学寮から出て、女子寮へ向かうエメリーたちが別れた道の先で、ファビアンが呟いた。
「なんだ。おっさんなのは本当だが、初対面の人間にそれはどーよ? そういう口の利き方は、人生の難易度が上がるぜ~」
「うるせ」
げし、とファビアンが脚を蹴るが、ヴィルは面白そうに笑っただけだった。
「あんただろ? あいつをあんな風に育てたの。もっとちゃんと育てろよ」
「……?」
「危機感がねぇ、警戒心もねぇ。おまけに反吐が出るほどお人好しだ。ありゃ絶対…………つまんねーことで無駄死にするぞ」
「………………」
ヴィルは天を仰ぐ。
「一応、そうならないように育てたつもりなんだがなぁ」
見えない星を見るように、ヴィルは目を細める。
「ま、育っちまったもんは仕方がねぇ。あいつももう大人だ。自分でどーにかすんだろ」
にしても……、とヴィルは相好を崩す。
「ファビアン、っつたか。お前も――――損な役回りだな。いっつもそうして人が言えねぇ指摘をして、煙たがられるタイプだろ」
「……」
「人生、損してるねぇ~~。

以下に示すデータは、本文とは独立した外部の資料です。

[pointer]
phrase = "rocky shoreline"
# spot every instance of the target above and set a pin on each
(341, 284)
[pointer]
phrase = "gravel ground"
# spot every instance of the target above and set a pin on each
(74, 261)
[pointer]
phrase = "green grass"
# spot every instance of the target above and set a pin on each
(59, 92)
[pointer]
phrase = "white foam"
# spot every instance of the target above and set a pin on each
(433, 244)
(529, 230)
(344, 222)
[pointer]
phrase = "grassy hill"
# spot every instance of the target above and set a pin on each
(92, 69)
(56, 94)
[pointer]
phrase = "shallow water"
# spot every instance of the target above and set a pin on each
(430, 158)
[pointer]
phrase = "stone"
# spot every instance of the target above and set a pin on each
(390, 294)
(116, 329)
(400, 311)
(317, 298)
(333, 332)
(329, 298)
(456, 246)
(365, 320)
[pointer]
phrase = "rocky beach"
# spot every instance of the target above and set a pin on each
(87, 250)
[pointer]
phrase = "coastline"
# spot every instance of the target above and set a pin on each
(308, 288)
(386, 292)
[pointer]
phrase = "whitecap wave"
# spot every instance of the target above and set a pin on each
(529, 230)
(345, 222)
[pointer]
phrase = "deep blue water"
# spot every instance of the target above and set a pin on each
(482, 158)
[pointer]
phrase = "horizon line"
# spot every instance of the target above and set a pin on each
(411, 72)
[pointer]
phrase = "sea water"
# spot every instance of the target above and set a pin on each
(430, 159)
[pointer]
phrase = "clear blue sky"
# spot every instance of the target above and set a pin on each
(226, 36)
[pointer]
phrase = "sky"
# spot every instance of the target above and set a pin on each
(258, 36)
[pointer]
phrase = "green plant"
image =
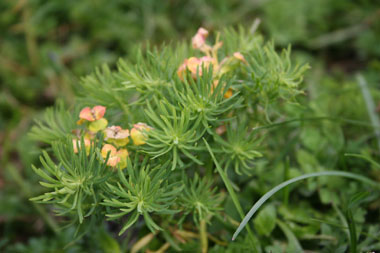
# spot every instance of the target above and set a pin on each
(171, 113)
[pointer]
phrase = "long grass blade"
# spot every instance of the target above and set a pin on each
(269, 194)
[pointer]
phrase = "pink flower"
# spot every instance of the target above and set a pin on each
(116, 157)
(117, 135)
(77, 143)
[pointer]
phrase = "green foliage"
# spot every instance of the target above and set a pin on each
(266, 119)
(145, 191)
(239, 148)
(200, 199)
(76, 183)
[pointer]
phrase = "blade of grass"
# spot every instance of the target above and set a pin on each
(230, 189)
(377, 166)
(269, 194)
(370, 106)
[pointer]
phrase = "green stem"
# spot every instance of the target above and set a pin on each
(230, 190)
(25, 189)
(203, 236)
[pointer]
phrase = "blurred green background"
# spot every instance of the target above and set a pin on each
(46, 46)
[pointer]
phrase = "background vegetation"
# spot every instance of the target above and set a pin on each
(46, 46)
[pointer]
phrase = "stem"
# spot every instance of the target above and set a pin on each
(231, 191)
(203, 236)
(30, 37)
(370, 106)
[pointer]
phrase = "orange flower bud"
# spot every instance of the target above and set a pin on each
(117, 135)
(92, 114)
(240, 57)
(228, 93)
(116, 157)
(138, 133)
(87, 145)
(199, 39)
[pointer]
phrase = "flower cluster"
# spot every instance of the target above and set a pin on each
(116, 137)
(194, 65)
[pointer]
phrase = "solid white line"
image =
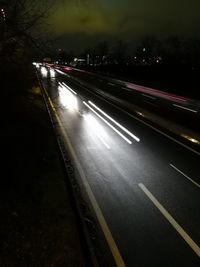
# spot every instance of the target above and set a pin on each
(114, 129)
(152, 97)
(66, 86)
(115, 122)
(171, 220)
(190, 179)
(107, 233)
(192, 110)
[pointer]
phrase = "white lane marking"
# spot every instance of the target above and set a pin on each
(111, 84)
(171, 220)
(104, 226)
(192, 110)
(190, 179)
(112, 127)
(67, 86)
(152, 97)
(145, 123)
(115, 122)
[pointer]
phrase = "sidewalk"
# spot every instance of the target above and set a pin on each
(39, 226)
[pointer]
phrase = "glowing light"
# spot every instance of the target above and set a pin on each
(67, 99)
(112, 127)
(52, 73)
(115, 122)
(157, 92)
(140, 113)
(191, 139)
(44, 71)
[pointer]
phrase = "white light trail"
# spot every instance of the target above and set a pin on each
(115, 122)
(68, 99)
(112, 127)
(69, 88)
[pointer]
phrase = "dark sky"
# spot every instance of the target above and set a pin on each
(83, 23)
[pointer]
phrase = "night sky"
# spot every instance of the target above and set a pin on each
(80, 24)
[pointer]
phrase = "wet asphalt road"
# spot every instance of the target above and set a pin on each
(147, 186)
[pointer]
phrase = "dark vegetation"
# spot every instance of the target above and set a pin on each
(39, 225)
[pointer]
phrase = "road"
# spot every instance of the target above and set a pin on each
(143, 185)
(176, 108)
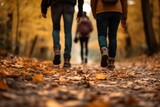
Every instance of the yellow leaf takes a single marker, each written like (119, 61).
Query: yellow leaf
(99, 104)
(26, 73)
(101, 76)
(3, 86)
(38, 78)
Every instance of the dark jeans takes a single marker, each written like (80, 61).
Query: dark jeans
(67, 11)
(107, 24)
(84, 47)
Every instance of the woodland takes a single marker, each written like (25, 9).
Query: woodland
(28, 77)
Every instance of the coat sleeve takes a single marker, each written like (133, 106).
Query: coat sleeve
(44, 6)
(80, 8)
(124, 9)
(93, 4)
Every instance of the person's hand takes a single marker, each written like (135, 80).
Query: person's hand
(44, 15)
(124, 23)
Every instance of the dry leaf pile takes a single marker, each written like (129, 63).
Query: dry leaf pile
(28, 82)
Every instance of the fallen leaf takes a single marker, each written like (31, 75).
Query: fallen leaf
(101, 76)
(3, 85)
(53, 103)
(38, 78)
(99, 104)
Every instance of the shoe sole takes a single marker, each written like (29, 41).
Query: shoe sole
(104, 61)
(56, 60)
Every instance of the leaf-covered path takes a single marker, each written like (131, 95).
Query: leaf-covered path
(28, 82)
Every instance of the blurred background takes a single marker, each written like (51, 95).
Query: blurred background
(24, 32)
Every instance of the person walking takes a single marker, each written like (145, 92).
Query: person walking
(84, 28)
(63, 8)
(108, 14)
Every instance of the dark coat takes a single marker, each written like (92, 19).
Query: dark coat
(46, 3)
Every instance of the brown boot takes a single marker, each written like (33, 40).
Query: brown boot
(111, 65)
(67, 62)
(56, 60)
(104, 58)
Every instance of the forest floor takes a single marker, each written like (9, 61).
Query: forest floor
(26, 82)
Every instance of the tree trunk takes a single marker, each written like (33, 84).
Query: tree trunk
(17, 31)
(148, 27)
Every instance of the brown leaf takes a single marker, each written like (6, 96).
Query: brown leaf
(3, 85)
(99, 104)
(101, 76)
(38, 78)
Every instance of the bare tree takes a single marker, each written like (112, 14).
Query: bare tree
(148, 27)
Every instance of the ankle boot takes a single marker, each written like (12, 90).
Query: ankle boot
(111, 65)
(56, 60)
(67, 62)
(104, 58)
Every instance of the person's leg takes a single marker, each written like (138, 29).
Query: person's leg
(86, 49)
(68, 13)
(113, 27)
(102, 23)
(81, 44)
(56, 15)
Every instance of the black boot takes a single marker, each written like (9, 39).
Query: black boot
(104, 58)
(56, 60)
(67, 63)
(111, 65)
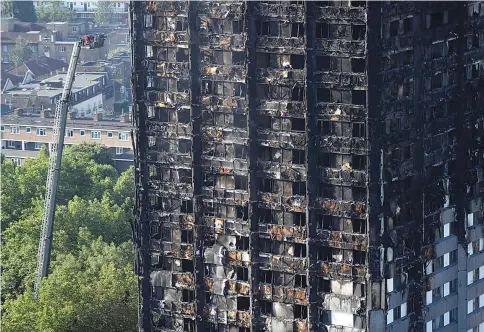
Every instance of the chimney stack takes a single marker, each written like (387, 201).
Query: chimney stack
(98, 116)
(124, 118)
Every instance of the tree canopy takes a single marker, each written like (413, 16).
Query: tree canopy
(54, 11)
(6, 8)
(24, 11)
(21, 52)
(104, 12)
(117, 50)
(91, 285)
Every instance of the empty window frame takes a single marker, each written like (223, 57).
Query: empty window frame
(358, 97)
(322, 30)
(241, 182)
(299, 219)
(298, 157)
(359, 130)
(187, 236)
(299, 188)
(297, 30)
(242, 274)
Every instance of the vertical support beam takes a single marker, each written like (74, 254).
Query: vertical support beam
(253, 148)
(196, 119)
(375, 283)
(141, 170)
(461, 198)
(311, 163)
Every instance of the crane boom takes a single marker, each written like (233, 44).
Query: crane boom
(55, 157)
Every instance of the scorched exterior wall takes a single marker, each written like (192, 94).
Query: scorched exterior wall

もっと楽に生きればいいだろうに」
――『お前は楽そうに生きてるようにしか見えねぇけどな』と、ファビアンが毒付く。
「ははっ、違ぇねえ! オレはそういう性分だからなぁ。…………でも」
「?」
「オレは、お前のそういう生き方も…………嫌いじゃないぜ?」
豪快に笑って、ヴィルはファビアンの肩を組む。
「よし、決めた! 損しかないお前の人生に、この人生の先輩がおごってやろう!」
「は!?」
「どーせお上品な料理には飽き飽きしてんだろ。練兵場上がりの料理人の店に連れてってやる。男のザ・肉料理!を紹介するぜ」
そう言ってヴィルは振り返る。
「ほら、お前たちもついてこいよ。ダチなんだろ?」
ラスティンが駆け出す。
ファビアンが、『こいつ卒業試験前の生徒を街に連れ出そうとしてやがる……信じらんねぇ』と毒突く。
けれど賑やかに3人は小さくなって――――呼ばれたミリウスもそれに続いた。